The suppression of the malignancy of mammary tumor in mice model by inactivated preparation of Mycobacterium obuense

Breast cancer (BC) is a significant cause of global mortality in women. This study aimed to evaluate the immune-activation of malignant BC via the administration of attenuated Mycobacterium obuense (M. obuense). For this purpose, an in vivo model was developed with BALB/c mice. Mice were injected with 2×106 4T1 cells with breast tumor cell line. Forty-two mice were equally divided into control as well as low dose (0.2 mg/100 µl) and high dose (0.5 mg/100µl) groups of M. obuense to investigate gene expression in the antitumor effects of M. obuense. In one group, paclitaxel was administrated as a choice drug in BC treatment. Antitumor manners were characterized by cytotoxicity against tumor target cells (MTT), size of the tumor, the expression of some BC metastatic genes together with pathology.
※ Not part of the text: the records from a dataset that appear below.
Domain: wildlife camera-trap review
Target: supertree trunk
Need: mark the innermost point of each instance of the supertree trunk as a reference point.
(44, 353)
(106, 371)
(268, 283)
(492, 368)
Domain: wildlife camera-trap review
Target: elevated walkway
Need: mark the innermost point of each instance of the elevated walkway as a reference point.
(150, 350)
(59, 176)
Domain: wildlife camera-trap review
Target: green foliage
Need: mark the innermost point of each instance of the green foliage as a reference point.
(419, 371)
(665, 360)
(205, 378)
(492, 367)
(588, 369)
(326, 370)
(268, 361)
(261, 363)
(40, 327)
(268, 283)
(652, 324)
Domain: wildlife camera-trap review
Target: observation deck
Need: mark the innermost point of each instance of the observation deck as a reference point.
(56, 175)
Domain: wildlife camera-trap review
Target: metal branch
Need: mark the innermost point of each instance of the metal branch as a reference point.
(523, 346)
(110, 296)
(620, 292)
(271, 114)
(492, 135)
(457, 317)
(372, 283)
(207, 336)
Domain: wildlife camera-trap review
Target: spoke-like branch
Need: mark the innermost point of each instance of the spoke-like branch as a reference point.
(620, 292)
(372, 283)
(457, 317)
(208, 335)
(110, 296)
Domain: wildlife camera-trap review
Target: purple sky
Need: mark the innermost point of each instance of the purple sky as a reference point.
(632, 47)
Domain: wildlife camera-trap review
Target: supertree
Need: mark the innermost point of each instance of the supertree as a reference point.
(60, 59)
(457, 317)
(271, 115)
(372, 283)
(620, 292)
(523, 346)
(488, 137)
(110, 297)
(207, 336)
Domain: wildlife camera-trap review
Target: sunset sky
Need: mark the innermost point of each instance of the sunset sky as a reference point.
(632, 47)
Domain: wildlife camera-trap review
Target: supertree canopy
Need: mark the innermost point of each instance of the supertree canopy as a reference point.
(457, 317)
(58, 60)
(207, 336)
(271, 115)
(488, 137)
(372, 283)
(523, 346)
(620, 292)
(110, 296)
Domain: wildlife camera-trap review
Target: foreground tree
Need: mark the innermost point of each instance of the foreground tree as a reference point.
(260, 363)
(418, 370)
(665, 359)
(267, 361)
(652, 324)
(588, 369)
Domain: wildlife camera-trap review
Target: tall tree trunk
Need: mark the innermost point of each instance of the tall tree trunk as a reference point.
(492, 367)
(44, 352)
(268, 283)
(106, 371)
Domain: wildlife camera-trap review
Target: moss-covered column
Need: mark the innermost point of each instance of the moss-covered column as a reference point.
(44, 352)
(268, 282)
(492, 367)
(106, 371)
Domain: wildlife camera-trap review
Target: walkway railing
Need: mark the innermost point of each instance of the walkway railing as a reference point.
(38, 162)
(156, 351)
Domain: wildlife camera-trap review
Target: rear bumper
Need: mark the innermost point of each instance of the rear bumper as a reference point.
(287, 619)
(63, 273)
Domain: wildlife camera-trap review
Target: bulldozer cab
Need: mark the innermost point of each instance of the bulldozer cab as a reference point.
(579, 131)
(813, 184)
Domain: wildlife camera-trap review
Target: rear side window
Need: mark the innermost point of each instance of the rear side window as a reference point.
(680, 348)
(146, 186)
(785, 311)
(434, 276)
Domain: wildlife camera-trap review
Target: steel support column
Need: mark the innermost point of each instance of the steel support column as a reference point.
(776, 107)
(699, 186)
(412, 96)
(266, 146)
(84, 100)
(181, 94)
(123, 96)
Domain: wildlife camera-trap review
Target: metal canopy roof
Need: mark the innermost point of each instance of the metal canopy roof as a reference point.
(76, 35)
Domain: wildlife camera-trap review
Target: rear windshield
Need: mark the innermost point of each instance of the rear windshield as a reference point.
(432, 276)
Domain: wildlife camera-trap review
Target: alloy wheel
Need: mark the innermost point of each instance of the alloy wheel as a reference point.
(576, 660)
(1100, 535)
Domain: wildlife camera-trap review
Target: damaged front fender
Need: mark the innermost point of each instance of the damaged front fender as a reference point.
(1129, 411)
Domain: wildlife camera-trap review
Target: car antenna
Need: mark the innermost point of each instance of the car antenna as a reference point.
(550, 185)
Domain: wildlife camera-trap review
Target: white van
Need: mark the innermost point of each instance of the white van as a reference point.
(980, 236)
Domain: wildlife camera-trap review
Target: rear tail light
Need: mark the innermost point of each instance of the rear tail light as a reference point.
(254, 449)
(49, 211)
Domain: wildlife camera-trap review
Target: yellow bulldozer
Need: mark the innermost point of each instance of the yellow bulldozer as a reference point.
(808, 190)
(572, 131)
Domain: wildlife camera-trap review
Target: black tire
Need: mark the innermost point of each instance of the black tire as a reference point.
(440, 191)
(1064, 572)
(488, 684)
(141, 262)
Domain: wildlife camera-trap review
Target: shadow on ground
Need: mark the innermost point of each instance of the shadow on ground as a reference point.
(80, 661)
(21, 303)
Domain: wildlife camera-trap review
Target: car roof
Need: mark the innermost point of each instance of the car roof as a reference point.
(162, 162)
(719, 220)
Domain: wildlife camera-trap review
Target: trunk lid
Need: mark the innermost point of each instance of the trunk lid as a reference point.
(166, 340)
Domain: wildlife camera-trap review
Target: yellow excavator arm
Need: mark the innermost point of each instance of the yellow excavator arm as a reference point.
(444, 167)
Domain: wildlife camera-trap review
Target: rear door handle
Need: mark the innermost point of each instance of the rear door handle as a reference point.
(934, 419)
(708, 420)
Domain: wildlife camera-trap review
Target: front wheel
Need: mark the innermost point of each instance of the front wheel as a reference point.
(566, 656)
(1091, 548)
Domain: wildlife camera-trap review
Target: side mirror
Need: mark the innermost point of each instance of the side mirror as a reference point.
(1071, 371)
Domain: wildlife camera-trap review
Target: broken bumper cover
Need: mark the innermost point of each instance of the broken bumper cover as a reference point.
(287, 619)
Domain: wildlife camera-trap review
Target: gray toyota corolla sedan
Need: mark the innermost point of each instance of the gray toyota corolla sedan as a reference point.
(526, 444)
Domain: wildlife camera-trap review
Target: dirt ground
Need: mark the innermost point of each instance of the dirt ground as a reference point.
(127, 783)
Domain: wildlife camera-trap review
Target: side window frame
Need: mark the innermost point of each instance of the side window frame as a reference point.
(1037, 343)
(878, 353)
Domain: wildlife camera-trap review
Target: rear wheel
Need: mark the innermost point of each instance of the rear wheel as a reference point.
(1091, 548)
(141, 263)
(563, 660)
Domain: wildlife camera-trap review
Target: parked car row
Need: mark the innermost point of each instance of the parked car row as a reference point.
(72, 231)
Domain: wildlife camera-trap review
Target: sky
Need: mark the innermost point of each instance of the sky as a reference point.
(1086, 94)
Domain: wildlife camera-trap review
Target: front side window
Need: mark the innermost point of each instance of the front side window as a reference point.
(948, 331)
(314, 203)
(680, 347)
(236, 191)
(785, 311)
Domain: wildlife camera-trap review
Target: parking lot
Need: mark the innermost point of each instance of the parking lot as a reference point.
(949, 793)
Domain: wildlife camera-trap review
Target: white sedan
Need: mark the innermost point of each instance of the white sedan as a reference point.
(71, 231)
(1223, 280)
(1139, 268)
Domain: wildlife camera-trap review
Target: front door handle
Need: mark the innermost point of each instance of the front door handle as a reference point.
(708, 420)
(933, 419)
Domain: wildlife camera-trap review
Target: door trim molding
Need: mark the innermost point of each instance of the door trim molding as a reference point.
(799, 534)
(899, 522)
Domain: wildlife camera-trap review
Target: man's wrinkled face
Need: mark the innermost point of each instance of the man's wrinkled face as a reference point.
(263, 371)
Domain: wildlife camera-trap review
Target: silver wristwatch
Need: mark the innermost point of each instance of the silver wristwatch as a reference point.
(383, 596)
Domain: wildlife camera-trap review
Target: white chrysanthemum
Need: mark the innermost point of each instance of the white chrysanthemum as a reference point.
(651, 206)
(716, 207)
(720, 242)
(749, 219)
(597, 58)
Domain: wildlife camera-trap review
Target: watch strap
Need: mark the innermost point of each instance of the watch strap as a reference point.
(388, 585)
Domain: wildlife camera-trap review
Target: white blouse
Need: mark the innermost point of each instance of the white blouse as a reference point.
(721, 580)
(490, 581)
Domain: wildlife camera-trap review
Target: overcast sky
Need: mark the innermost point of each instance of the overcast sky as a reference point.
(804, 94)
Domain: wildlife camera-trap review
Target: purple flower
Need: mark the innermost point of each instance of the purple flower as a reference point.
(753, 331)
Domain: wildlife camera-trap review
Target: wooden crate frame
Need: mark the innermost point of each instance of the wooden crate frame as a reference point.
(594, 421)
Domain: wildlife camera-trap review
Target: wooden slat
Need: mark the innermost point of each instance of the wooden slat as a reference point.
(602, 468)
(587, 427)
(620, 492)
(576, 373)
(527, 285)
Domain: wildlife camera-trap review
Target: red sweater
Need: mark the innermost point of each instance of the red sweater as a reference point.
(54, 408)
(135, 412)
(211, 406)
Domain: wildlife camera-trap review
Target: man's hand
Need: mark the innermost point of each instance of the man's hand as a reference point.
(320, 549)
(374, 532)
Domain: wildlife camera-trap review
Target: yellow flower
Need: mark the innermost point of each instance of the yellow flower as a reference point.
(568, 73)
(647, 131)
MTT assay demonstrated that different concentrations of both low and a high doses of bacteria did present no cytotoxicity effect on 4T1 cells. According to our findings, M. obuense significantly repressed tumor growth. M. obuense downregulated the expression of collagen type I alpha 1 (COLIA1), cFos, alkaline phosphatase (ALP), claudin 3 (cldn3), and conversely, activated transcription factor 4 (ATF4), and Twist related protein-1 (Twist1). All these alternations induced a decrease in the migratory and invasive capabilities of BC. The result of pathology is indicative of tumor regression in the paclitaxel and HK- M. obuense -recipient group .Thus, it seems highly likely that M. obuense may impinge upon cell growth and metastatic behavior of malignant cells exerting anti-tumor activity in BC.